The Man in the McIntosh Suit—Rina Ayuyang (D&Q, 215 pages)

This one didn’t totally work for me—I liked the colors a lot and I liked how ambitious it was, but it reminded me too much of The Good Asian, another noirish story set in interwar San Francisco’s Filipino community. There’s a lot of very perfunctory-feeling queer representation near the end of the book, and not a lot of interrogation of what that means given the time and place in which it’s set, and the plot frequently feels soapy and contrived. It’s a little indie book and I don’t want to dump on it too hard—I should add that I’ll certainly read the next one in what is apparently a series, and again, the art is very pretty and often extremely clever thematically. Hopefully the plotting comes together a bit and the characters get a little more room to grow.

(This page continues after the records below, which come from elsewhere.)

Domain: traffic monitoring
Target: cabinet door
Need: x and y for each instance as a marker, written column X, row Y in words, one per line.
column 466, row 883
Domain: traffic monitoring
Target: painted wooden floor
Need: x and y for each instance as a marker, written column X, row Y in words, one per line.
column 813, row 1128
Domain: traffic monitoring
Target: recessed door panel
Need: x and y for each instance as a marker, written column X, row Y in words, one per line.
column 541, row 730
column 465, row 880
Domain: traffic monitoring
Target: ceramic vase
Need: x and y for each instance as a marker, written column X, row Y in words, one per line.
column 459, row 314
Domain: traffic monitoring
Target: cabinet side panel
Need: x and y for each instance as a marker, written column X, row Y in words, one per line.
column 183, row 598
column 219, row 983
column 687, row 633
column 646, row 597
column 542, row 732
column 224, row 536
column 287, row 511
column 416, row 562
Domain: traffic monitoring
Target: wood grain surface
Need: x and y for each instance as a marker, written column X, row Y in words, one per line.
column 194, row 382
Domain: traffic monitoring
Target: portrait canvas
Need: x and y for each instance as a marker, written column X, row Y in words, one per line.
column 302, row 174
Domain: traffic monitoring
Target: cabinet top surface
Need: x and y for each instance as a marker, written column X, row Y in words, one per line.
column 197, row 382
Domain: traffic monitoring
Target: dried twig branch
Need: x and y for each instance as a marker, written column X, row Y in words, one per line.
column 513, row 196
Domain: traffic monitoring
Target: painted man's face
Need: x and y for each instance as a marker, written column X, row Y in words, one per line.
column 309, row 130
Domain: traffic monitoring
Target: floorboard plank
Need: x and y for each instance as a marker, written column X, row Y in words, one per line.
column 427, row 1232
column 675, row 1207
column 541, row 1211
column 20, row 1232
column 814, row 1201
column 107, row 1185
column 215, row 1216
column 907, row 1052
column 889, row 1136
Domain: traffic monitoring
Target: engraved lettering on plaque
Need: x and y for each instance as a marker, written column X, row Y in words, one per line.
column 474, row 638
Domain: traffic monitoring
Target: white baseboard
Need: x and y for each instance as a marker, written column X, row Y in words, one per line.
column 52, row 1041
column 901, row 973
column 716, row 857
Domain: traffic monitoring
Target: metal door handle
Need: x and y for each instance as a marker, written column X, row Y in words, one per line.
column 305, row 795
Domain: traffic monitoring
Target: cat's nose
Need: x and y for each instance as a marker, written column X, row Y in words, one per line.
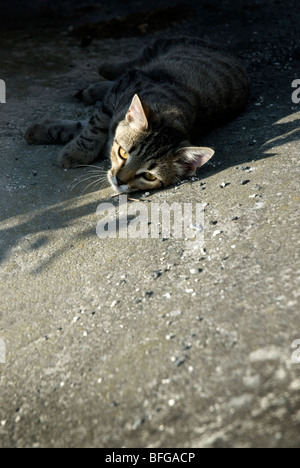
column 119, row 181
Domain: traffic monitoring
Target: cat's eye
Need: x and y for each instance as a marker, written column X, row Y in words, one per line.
column 150, row 177
column 123, row 154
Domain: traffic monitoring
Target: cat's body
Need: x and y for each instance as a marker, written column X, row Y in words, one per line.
column 150, row 110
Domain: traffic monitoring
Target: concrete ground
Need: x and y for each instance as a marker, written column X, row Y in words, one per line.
column 143, row 342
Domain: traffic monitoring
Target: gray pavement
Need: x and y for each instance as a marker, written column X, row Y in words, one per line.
column 144, row 342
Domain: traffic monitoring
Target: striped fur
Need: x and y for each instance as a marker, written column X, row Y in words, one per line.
column 151, row 108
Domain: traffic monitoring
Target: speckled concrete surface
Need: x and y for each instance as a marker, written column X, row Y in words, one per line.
column 141, row 342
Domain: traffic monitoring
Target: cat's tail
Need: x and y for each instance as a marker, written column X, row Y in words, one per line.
column 54, row 132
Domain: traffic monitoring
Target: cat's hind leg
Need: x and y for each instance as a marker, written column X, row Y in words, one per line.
column 54, row 132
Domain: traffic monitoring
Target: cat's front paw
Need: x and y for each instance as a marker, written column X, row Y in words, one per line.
column 37, row 134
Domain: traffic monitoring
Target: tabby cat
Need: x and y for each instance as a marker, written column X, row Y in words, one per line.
column 151, row 108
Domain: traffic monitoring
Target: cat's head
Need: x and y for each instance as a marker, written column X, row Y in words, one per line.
column 147, row 155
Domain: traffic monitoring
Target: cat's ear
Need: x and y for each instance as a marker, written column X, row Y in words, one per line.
column 138, row 114
column 194, row 157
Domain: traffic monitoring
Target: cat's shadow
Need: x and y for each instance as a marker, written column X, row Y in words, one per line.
column 253, row 136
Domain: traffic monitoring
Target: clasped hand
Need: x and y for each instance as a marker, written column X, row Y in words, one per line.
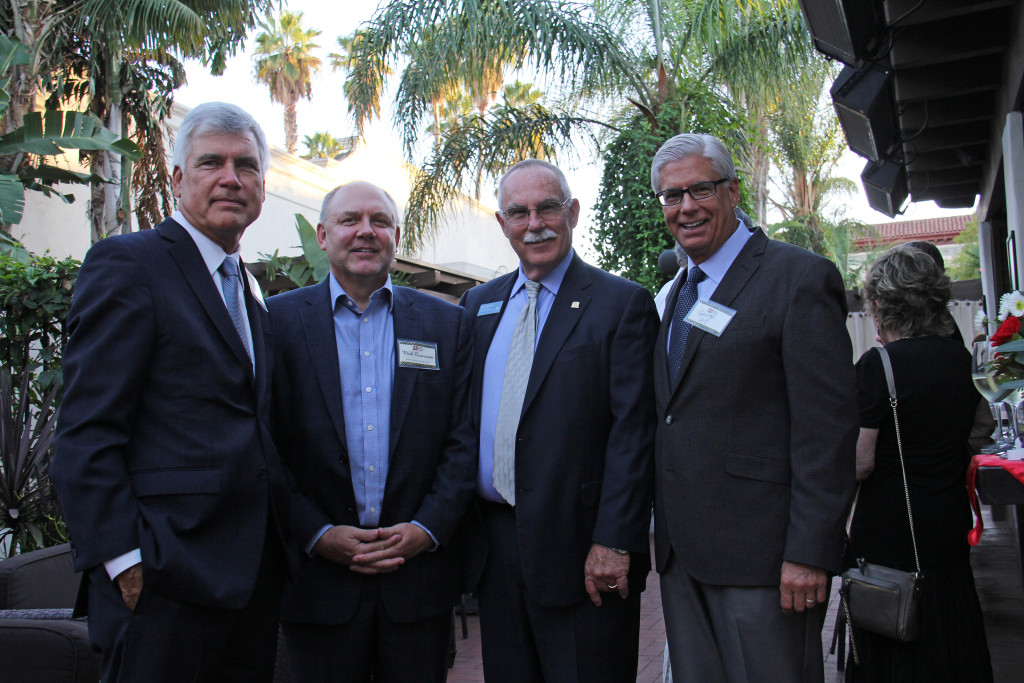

W the Whore—Katrin de Vries and Anke Feuchtenberger (New York Review Comics, 256 pages)

An odd, affecting, Kafkaesque book about what it’s like to be a woman, told in pages of two panels each—a few have splash pages but rarely for emphasis, mostly at the beginning of a story—and extremely simple, koan-like sentences. I think I admired it more than I liked it; it’s a very harsh book, but it has a lot to say. The lettering has been redone really beautifully, something New York Review Comics always does (their edition of Nicole Claveloux’s The Green Hand is close to perfection). The art is remarkable.